Выбрать главу

— Друг мой, — возразил он, — ты слишком чувствителен. Нельзя так смотреть на жизнь. Для меня она хороша, несмотря ни на что. Такова она есть, и мы ей не хозяева. Зачем же бояться правды? Химия человеческого тела ничуть не хуже любой другой, и едим же мы трупы животных, которых сами убиваем. Немного больше или немного меньше жестокости — какая разница?

В другой раз, и, конечно, чтобы поддразнить меня, он рассказал, что однажды в каком-то захудалом китайском ресторанчике ему подали рагу, и он обнаружил в нем и съел кусочек детского мизинца.

— И это было очень вкусно, — добавил он.

— Чудовище! — возмущался я. — Свинья! Людоед! — Но он только хохотал в ответ и уверял, что это чистая правда!

Однако вспоминаю я об этом только потому, что мне хочется нарисовать во всей полноте этот своеобразный, порой казавшийся мне просто неправдоподобным характер. Несмотря на весь свой цинизм, он неизменно оставался отзывчивым и сердечным, и столько в нем было тепла и такта, что в любом обществе он сразу становился своим. Он знал, кому и что можно сказать, и никогда никого не задевал неосторожным словом. Через минуту после вздора о рагу он уже рассказывает о тайнах цветочного опыления, о средневековых цеховых корпорациях, или вдруг залюбуется пейзажем, и, глядя на Питера, я сам невольно заражался его невысказанным волнением — так глубоко он чувствовал красоту.
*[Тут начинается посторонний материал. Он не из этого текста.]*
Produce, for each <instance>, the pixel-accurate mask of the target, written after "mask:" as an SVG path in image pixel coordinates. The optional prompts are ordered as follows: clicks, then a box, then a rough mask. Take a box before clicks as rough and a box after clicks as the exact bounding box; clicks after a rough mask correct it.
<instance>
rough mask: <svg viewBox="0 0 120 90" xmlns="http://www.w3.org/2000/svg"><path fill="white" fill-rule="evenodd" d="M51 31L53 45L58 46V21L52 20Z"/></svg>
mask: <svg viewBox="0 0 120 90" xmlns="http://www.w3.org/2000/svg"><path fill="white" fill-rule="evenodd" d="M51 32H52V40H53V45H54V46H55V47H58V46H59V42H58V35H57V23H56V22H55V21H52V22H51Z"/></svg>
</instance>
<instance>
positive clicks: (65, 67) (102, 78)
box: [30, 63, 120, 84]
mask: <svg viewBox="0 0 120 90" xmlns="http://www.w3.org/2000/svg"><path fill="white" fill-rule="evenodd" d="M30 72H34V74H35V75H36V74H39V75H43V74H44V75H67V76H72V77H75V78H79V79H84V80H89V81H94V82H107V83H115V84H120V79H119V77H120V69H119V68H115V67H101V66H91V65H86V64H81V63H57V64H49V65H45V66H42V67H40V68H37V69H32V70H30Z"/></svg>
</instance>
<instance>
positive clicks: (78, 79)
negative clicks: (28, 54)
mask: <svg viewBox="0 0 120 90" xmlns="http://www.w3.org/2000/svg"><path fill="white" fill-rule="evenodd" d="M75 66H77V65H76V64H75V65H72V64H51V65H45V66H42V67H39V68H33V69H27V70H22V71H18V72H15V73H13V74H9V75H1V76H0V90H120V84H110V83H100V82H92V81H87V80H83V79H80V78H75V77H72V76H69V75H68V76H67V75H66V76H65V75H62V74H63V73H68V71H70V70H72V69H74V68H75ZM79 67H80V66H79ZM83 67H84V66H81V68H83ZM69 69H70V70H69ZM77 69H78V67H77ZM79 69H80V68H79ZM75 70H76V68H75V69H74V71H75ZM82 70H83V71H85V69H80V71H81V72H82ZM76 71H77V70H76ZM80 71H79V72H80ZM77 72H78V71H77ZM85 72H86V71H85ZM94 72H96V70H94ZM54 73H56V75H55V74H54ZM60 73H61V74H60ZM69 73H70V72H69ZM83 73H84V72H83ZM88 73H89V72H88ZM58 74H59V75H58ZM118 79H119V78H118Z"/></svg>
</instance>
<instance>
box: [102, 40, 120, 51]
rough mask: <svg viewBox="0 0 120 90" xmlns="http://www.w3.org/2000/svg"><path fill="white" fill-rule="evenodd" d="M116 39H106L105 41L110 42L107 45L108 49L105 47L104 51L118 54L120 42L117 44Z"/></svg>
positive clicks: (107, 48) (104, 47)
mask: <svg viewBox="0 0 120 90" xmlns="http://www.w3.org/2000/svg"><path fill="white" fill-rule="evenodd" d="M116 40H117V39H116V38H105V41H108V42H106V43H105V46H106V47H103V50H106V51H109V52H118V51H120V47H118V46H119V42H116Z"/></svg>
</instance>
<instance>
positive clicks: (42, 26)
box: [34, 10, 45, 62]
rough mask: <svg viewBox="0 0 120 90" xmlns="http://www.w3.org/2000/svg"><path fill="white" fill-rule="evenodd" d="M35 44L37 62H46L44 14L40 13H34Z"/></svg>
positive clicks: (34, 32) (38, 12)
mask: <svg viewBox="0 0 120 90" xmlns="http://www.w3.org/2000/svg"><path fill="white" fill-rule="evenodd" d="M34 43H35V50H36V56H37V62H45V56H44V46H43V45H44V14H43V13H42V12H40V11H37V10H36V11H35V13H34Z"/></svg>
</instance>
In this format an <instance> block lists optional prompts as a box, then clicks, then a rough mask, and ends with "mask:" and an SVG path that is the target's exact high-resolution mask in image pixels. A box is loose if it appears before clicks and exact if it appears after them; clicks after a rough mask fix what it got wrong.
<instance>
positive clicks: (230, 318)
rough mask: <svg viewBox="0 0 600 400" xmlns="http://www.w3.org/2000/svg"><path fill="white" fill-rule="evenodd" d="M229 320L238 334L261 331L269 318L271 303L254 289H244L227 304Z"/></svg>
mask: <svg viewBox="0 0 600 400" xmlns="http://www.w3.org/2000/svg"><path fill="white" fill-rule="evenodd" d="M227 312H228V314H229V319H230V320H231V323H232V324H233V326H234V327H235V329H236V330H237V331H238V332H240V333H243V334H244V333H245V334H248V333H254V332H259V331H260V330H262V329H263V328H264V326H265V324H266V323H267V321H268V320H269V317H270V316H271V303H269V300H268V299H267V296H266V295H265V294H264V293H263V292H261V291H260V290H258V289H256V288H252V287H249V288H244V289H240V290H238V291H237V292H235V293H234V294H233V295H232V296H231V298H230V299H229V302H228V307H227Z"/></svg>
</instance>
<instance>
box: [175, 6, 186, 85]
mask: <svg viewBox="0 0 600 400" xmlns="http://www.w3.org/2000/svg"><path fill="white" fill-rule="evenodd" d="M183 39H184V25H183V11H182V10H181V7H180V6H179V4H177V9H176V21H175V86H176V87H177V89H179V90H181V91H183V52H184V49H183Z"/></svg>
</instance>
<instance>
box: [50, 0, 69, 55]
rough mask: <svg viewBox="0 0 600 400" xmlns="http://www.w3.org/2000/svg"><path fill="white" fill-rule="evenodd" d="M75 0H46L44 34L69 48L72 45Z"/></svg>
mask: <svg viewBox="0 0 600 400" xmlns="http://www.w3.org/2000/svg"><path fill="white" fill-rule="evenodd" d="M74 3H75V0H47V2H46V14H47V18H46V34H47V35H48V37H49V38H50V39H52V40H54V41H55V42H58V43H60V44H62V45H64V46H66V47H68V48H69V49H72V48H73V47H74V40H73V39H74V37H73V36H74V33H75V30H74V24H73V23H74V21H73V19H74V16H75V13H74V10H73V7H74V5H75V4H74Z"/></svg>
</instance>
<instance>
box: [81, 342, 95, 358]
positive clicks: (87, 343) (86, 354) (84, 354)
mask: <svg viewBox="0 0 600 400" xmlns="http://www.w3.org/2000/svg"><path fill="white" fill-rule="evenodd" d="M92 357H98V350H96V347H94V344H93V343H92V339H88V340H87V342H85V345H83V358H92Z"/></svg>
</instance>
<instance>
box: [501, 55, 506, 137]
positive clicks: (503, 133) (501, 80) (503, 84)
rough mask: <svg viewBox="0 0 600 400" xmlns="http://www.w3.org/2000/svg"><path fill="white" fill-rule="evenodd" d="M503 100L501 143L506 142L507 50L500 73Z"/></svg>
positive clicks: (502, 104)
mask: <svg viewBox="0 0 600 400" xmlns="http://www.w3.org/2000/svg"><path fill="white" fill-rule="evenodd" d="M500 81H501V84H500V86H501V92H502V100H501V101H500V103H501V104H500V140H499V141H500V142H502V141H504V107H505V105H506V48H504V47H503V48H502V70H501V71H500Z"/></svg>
Питер прожил в Филадельфии года два-три — этот город уже был для меня неотделим от его вкусов и настроений, — но потом вдруг переселился в Ньюарк; оказалось, он давно уже вел переговоры с самой крупной ньюаркской газетой. Он не поладил с редактором своего отдела в Филадельфии и, недолго думая, уехал, оставив на столе записку с едкой цитатой из какого-то поэта. В Ньюарке — городе, который для меня до тех пор просто не существовал, он чувствовал себя прекрасно, и я, живя по соседству, в Нью-Йорке, тоже был на верху блаженства. В заштатном фабричном городе Ньюарке насчитывалось всего тысяч триста жителей, и казалось, что там может быть интересного? Но там жил Питер, и этот городок сразу предстал для меня в новом свете. Питер тотчас нашел там удивительной красоты канал, — он проходил через центр города возле самого рынка; мы часто гуляли по берегу канала, уходили далеко в поле, в лес. В одном из тихих переулков он нашел или выкроил из какого-то пансиона такое уютное и приветливое жилье, что оно показалось мне даже лучше, чем его филадельфийская квартира. Питер записался в члены загородного клуба на реке Пассаик, и мы не раз там обедали на террасе. Он отыскал в городе китайский квартал с двумя-тремя ресторанами; очень живописный итальянский квартал, где тоже имелся ресторан; среди новых знакомых Питера были: аптекарь психиатрической больницы, обладавший коллекцией японских и китайских редкостей стоимостью в сорок тысяч долларов; нью-йоркский режиссер, который и сам писал пьесы; владелец газетного синдиката; председатель общества любителей пения; председатель стрелкового клуба; хозяин гончарной мастерской. Питер был неутомим, жизнь била в нем ключом, и одно увлечение сменялось другим. Вдруг он увлекся керамикой, сам делал и обжигал фарфор, ему хотелось скопировать те изумительные китайские тарелки и вазы, которые он видел в Государственном музее искусств. Он снимал узор, покупал или сам обжигал в какой-нибудь гончарной тарелку, покрывал ее глазурью и снова обжигал. С полгода он работал дома по субботам и воскресеньям, а иногда и по утрам, перед тем как идти в редакцию, и, наконец, смастерил три или четыре тарелки, которыми сам остался доволен; они и в самом деле были великолепны, и он сохранил их. Остальные раздарил.

А немного погодя — не угодно ли — он принялся за турецкий коврик; он уже давно исподволь приготовил пяльцы и шерсть. И вот Питер обзавелся подушкой с турецким узором, сел перед ней, скрестив ноги, и начал медленно, но верно выделывать ковер. Мне понравились и рисунок и цвета. Работа эта — кропотливая, нудная, да и заниматься ею Питер мог только на досуге и только днем: он уверял, что подбор цветов требует самого яркого освещения. Бывало, он сидит на полу, поджав ноги, или иногда на скамеечке перед своим грубым самодельным станком, состоявшим из деревянных планок и веревочек, и чем-то постукивает, что-то подхватывает, связывает, распутывает, — мне казалось, нет на свете занятия скучнее.